First I need to vent.


<rant>

One of my cassandra cluster is a dual data center setup, with DC1 acting as primary, and DC2 acting as a hot backup.


Well, guess what ? I am pretty sure that it falls behind on replication. So I am told I need to run repair.


I run repair (with -pr) on DC2. First time I run it it gets *stuck* (i.e. frozen) within the first 30 seconds, with no error or any sort of message. I then run it again -- and it completes in seconds on each node, with about 50 gigs of data on each.


That seems suspicious, so I do some research.


I am told on IRC that running repair -pr will only do the repair on "100" tokens (the offset from DC1 to DC2)… Seriously ???

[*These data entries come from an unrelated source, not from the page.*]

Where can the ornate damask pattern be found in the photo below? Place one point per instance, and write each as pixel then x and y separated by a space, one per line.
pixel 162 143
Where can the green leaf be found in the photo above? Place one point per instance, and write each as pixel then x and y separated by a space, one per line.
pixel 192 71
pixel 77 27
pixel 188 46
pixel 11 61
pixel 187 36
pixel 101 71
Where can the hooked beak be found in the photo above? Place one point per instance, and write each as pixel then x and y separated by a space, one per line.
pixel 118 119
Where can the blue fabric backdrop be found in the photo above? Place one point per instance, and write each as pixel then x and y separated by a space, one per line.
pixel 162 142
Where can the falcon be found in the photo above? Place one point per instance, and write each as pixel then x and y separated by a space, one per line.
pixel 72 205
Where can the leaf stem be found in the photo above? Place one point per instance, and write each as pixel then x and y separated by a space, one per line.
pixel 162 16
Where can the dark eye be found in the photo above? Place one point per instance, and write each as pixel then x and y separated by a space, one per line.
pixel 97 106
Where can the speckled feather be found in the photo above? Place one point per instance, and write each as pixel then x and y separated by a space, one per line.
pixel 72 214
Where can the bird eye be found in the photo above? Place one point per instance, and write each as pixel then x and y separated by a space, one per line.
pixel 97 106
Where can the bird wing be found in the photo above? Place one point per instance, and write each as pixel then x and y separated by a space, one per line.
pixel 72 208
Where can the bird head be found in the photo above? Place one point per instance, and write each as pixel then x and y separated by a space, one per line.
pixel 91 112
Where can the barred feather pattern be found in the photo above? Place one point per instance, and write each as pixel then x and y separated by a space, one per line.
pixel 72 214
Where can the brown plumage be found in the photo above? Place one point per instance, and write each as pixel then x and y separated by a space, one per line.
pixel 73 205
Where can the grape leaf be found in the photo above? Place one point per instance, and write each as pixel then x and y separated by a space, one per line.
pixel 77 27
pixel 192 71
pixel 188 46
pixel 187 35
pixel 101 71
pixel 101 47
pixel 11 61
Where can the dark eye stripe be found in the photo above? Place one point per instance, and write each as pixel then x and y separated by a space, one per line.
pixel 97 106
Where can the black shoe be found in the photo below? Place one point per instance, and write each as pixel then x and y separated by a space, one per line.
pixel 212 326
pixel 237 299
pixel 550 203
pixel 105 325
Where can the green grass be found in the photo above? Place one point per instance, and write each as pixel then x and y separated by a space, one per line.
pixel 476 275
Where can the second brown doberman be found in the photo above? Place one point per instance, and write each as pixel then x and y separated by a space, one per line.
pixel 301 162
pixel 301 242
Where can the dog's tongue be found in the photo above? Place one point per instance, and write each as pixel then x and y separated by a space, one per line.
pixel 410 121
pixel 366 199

Repair process is, indeed, a joke: https://issues.apache.org/jira/browse/CASSANDRA-5396 . Repair is the worst thing you can do to your cluster, it consumes enormous resources, and can leave your cluster in an inconsistent state. Oh and by the way you must run it every week…. Whoever invented that process must not live in a real world, with real applications.

</rant>


No… lets have a constructive conversation.


How do I know, with certainty, that my DC2 cluster is up to date on replication ? I have a few options:


1) I set read repair chance to 100% on critical column families and I write a tool to scan every CF, every column of every row. This strikes me as very silly. 

Q1: Do I need to scan every column or is looking at one column enough to trigger a read repair ?


2) Can someone explain to me how the repair works such that I don't totally trash my cluster or spill into work week ?


Is there any improvement and clarity in 1.2 ? How about 2.0 ?




-- 

Regards,

Oleg Dulin

http://www.olegdulin.com